As another example of gatekeeper AI, Van Belleghem pointed to Instacart, a grocery shopping and delivery platform in the U.S. and Canada that allows customers to use smart searches to generate hyper-personalised suggestions.
“You might tell it 'I’m having a party where two people don’t eat this and one is gluten free and three people want this', and it will tell you what’s the best option,” he said.
Keys to success: Brand and customer experience
Discussing how ChatGPT will provide omega-3 advice to consumers, Van Belleghem said that it is unclear how the software chooses which brands to highlight when asked a general question about omega-3, and this could be a game changer for brands.
"One thing no one is discussing is that this will make branding more important than ever," he noted. "When you say ‘I want to buy fish oil’ or ‘I want to buy omega-3’, which one of your brands will get through that filter?"
He argued that a company with a truly strong brand will circumvent this challenge as the consumer will simply ask the system about that specific brand of omega-3.
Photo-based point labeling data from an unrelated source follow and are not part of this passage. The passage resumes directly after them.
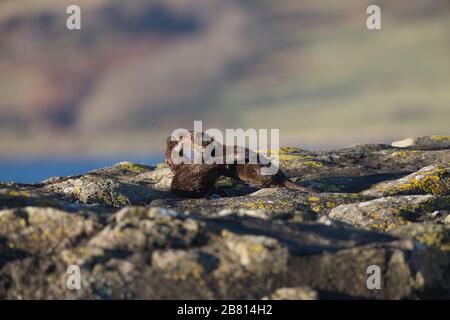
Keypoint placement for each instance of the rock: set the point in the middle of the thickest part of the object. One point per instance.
(434, 179)
(424, 143)
(372, 204)
(297, 293)
(430, 234)
(43, 230)
(389, 213)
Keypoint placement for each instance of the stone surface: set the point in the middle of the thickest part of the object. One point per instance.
(372, 204)
(424, 143)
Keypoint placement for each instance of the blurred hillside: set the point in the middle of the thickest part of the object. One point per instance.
(138, 69)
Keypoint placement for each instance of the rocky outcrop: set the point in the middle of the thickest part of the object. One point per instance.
(373, 205)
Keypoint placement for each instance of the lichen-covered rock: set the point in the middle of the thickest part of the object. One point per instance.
(372, 204)
(424, 143)
(430, 234)
(389, 213)
(297, 293)
(43, 230)
(434, 179)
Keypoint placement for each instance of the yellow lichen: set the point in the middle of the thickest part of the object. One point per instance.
(440, 138)
(133, 167)
(316, 164)
(435, 182)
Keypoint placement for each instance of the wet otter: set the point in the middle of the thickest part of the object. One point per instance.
(197, 180)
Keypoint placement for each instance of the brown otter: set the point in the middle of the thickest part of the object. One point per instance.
(197, 180)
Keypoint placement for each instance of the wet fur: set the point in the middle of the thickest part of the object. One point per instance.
(198, 180)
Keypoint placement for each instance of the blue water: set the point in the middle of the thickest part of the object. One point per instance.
(38, 169)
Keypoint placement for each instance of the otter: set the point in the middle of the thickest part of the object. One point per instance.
(197, 180)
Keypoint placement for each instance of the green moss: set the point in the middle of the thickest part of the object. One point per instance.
(440, 138)
(315, 164)
(404, 153)
(133, 167)
(266, 206)
(436, 182)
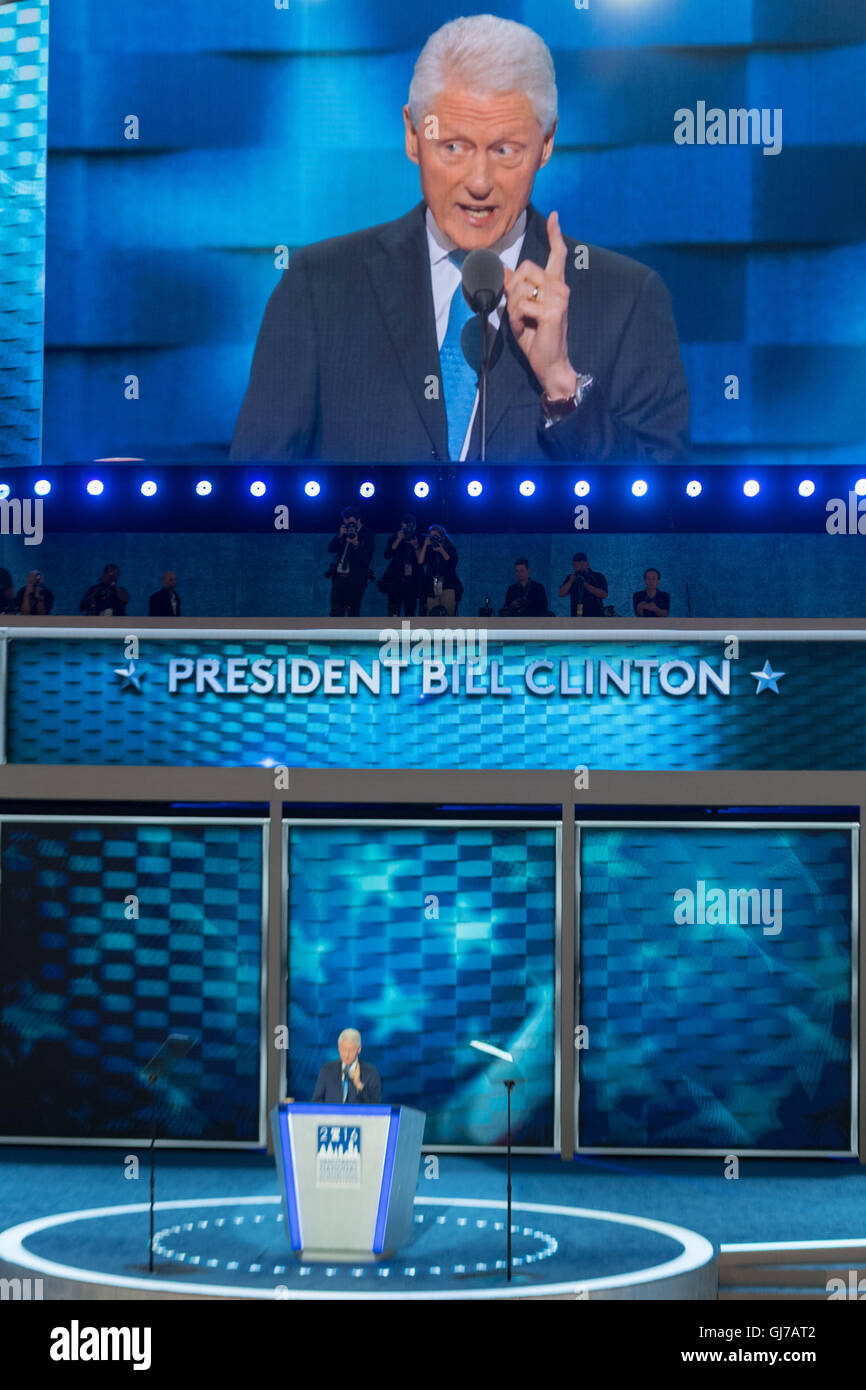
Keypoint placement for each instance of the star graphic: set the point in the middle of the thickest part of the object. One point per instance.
(131, 676)
(766, 679)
Saving the customer's time and energy
The most successful AI services, he noted, work to help customers save on their three scarcest resources—time, money or energy.
"A lot of our day-to-day purchases can be outsourced to an algorithm," he said. "The weekly grocery shop can be automated to save us an hour a week, and if it saves us time we are probably going to use that. And when you outsource that to an algorithm, that actually takes the customer out of the customer journey."
He added that Walmart has completely removed the customer from the journey by introducing its InHome service that delivers groceries directly to the fridge so there is no action required of the customer whatsoever.
But customer experience will also be more important to the consumer than ever before as AI continuously increases expectations.
Van Belleghem noted that AI can be used in many ways to improve customer experience, whether by simply using customer history data to better personalise service or by removing mundane and time consuming tasks for staff to free them up to provide better, more meaningful face-to-face interactions.
"If you want to get ready today for tomorrow, then focus on the customer and how to give them more time, more energy and better service," he concluded.